Aceh, Suara ‘Aisyiyah – Majelis Tabligh Pimpinan Wilayah ‘Aisyiyah Aceh mengadakan kajian Fikih Ramadhan pada Sabtu (3/4) di Masjid Taqwa, Desa Merduati. Bertindak selaku penceramah pada kajian ini adalah Alyasa Abubakar.
Dipandu oleh Wakil Sekretaris Majelis Tabligh PWA Aceh Silfia Meri Wulandari, Alyasa menyampaikan bahwa ibrah di balik ibadah puasa bukan hanya menahan perut dari lapar dan haus, tapi juga sebagai perisai, baik fisik, mental, maupun kesehatan.
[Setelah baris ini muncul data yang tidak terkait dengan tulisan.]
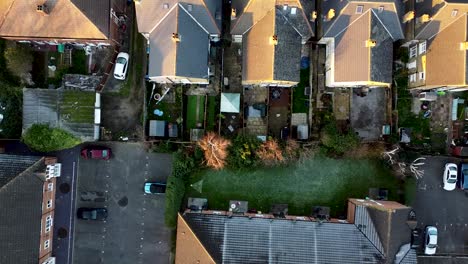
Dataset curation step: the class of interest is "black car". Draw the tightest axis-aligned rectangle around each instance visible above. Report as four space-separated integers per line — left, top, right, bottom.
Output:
76 207 107 220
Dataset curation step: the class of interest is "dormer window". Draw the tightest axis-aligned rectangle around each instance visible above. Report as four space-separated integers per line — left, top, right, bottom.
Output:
356 5 364 14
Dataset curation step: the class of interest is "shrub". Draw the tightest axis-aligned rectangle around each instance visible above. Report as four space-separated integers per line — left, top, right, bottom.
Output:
256 139 284 166
23 124 81 152
164 150 196 228
227 135 262 168
198 132 231 170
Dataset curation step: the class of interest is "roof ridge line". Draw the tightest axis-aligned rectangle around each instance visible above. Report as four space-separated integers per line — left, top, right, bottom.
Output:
370 8 395 41
178 3 210 35
330 8 372 38
176 212 216 263
319 2 350 37
198 0 218 34
421 13 466 39
148 3 179 34
415 1 447 39
353 204 385 257
230 0 255 34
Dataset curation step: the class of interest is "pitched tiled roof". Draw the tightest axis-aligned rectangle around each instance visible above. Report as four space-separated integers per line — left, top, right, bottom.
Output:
0 154 45 264
0 0 110 40
415 0 468 86
149 6 209 78
135 0 221 34
135 0 221 79
323 0 403 83
322 0 404 41
178 213 384 264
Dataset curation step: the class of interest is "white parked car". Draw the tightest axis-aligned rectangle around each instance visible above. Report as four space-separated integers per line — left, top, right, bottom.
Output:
424 226 437 255
443 163 458 191
114 52 130 80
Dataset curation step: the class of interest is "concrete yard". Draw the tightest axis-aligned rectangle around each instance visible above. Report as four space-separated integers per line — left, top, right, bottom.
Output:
73 143 172 264
351 88 387 140
413 157 468 256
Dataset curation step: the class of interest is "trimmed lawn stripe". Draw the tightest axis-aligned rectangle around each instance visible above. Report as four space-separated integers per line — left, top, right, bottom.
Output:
187 158 398 217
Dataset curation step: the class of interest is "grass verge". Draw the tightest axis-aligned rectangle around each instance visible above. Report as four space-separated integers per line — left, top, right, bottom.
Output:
187 157 398 216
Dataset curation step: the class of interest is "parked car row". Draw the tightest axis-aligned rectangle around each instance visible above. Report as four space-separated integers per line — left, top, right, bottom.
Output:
442 163 468 192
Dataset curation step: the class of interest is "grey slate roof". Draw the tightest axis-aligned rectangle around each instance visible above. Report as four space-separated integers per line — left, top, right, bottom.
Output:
71 0 111 36
183 213 383 264
367 207 416 263
370 10 393 83
0 154 45 264
149 6 209 78
273 7 304 82
176 5 209 78
322 0 404 41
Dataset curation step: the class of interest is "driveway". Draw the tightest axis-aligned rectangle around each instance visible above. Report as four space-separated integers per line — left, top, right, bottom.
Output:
73 143 172 264
413 157 468 255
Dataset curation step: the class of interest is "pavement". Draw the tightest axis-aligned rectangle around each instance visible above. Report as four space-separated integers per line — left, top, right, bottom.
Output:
73 143 172 264
413 157 468 256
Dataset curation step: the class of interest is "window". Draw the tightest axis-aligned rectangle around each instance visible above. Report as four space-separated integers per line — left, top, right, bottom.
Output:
356 5 364 14
419 41 426 55
45 215 53 233
410 46 418 59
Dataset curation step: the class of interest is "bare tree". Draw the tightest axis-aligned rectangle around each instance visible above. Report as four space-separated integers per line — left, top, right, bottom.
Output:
198 132 231 170
256 139 284 166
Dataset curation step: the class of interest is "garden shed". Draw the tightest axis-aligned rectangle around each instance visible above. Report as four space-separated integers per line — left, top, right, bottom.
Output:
221 93 240 113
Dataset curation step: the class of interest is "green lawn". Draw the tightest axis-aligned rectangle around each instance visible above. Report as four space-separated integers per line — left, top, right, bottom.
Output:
187 158 398 216
186 95 205 129
293 68 310 113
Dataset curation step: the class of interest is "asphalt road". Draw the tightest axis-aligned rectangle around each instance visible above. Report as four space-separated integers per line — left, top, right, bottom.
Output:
73 143 172 264
413 157 468 256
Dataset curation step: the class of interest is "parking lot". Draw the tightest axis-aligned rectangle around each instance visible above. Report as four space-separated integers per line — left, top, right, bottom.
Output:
73 143 172 264
414 157 468 256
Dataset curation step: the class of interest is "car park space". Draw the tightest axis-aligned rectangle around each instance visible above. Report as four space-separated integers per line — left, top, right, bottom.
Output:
73 143 172 264
413 157 468 255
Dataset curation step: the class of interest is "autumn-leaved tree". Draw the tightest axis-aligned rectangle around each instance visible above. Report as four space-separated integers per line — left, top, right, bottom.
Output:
198 132 231 170
257 139 284 166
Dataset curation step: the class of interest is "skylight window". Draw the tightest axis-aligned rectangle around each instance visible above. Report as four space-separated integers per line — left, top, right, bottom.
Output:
356 5 364 14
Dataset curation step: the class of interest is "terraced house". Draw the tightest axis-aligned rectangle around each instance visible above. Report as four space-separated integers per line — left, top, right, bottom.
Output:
404 0 468 91
0 154 61 264
231 0 315 87
134 0 222 84
319 0 404 88
0 0 125 46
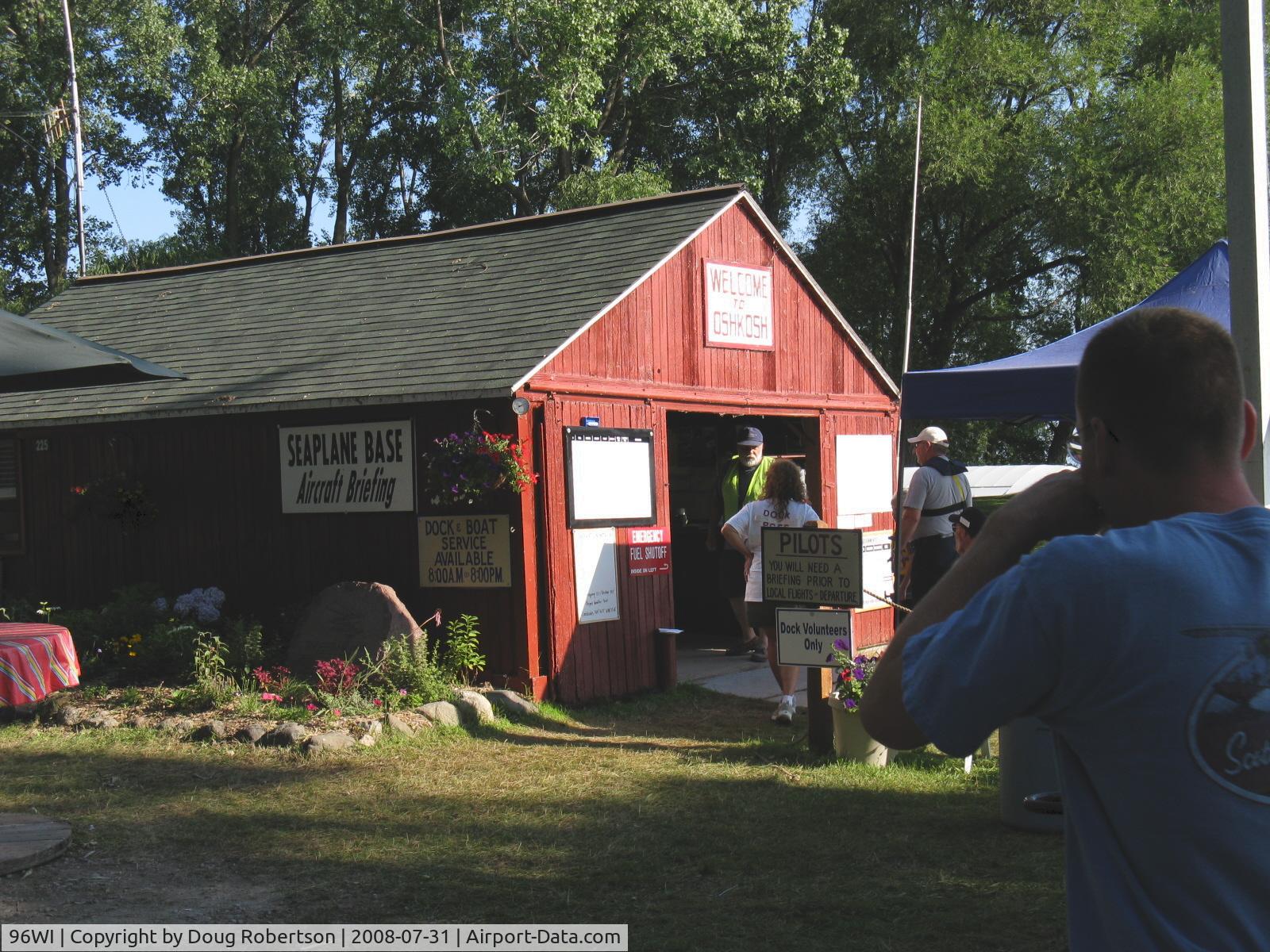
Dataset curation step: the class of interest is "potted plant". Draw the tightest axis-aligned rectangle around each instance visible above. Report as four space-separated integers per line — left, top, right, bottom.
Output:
421 427 538 505
826 639 891 766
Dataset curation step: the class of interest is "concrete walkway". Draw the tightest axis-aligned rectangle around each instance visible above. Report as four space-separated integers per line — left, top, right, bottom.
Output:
675 647 806 709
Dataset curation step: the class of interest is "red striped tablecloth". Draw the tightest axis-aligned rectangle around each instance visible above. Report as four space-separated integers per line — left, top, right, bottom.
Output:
0 624 79 707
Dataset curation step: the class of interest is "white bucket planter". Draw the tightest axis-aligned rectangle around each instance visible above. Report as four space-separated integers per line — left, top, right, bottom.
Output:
824 697 891 766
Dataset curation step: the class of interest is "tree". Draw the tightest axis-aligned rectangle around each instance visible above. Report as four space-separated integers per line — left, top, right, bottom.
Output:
0 0 173 309
808 0 1224 459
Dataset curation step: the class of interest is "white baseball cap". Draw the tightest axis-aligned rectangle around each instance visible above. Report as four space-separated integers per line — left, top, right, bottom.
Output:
908 427 949 447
Sebagai perisai fisik, jelas Alyasa, organ tubuh manusia mampu menyesuaikan diri di tengah aktivitas sehari-hari dengan perut yang kosong. Selain itu, dengan puasa umat Islam menahan diri dari melakukan tindakan tidak terpuji, baik terhadap sesama manusia maupun terhadap makhluk Allah lainnya.
Sebagai perisai mental, di tengah bulan ramadhan, ada ibadah yang mempunyai nilai pahala yang tinggi, yakni berbagi kepada sesama, baik yang seagama maupun berbeda agama. Perihal berbagi kepada sesama ini, Alyasa menjelaskan bahwa nilai pahalanya tidak terletak pada besar-kecilnya jumlah nilai yang dibagikan, tapi lebih dari itu adalah nilai solidaritas, rasa kebersamaan, dan rasa saling memiliki antar sesama yang terkandung di dalam praktik
berbagi tersebut. Puasa mengajarkan umat Islam untuk tidak boros, berfoya-foya, ataupun riya.
Sementara bagi kesehatan, puasa sangat besar manfaatnya bagi organ tubuh. Dengan berpuasa, ‘racun’ dalam tubuh akan dibersihkan. Menurut Alyasa, kesehatan tubuh itu akan semakin terasa jika didukung dengan berbagai puasa sunnah yang lain, seperti puasa seninkamis, puasa ayyam al-bidh, dan puasa Daud. Selanjutnya, Alyasa menjelaskan bahwa manfaat puasa memang tidak langsung bisa dirasakan oleh umat Islam. Puasa pada bulan Ramadhan akan lebih bermakna jika dalam 11 bulan berikutnya umat Islam tetap konsisten dengan ibadah ritual dan sosial yang sering dikerjakan selama Ramadhan.
Menjelang bulan Ramadhan tahun 1442 H yang sebentar lagi akan tiba, Alyasa mengingatkan kepada jamaah pengajian untuk menyambut dan memanfaatkan bulan suci tersebut sebagai ladang menanam berkah, sebab belum tentu tahun depan kita dapat kembali bertemu dengannya. “Apakah kita yakin mendapatkan kesempatan bertemu dengan Ramadhan tahun berikutnya?,” pungkas Alyasa.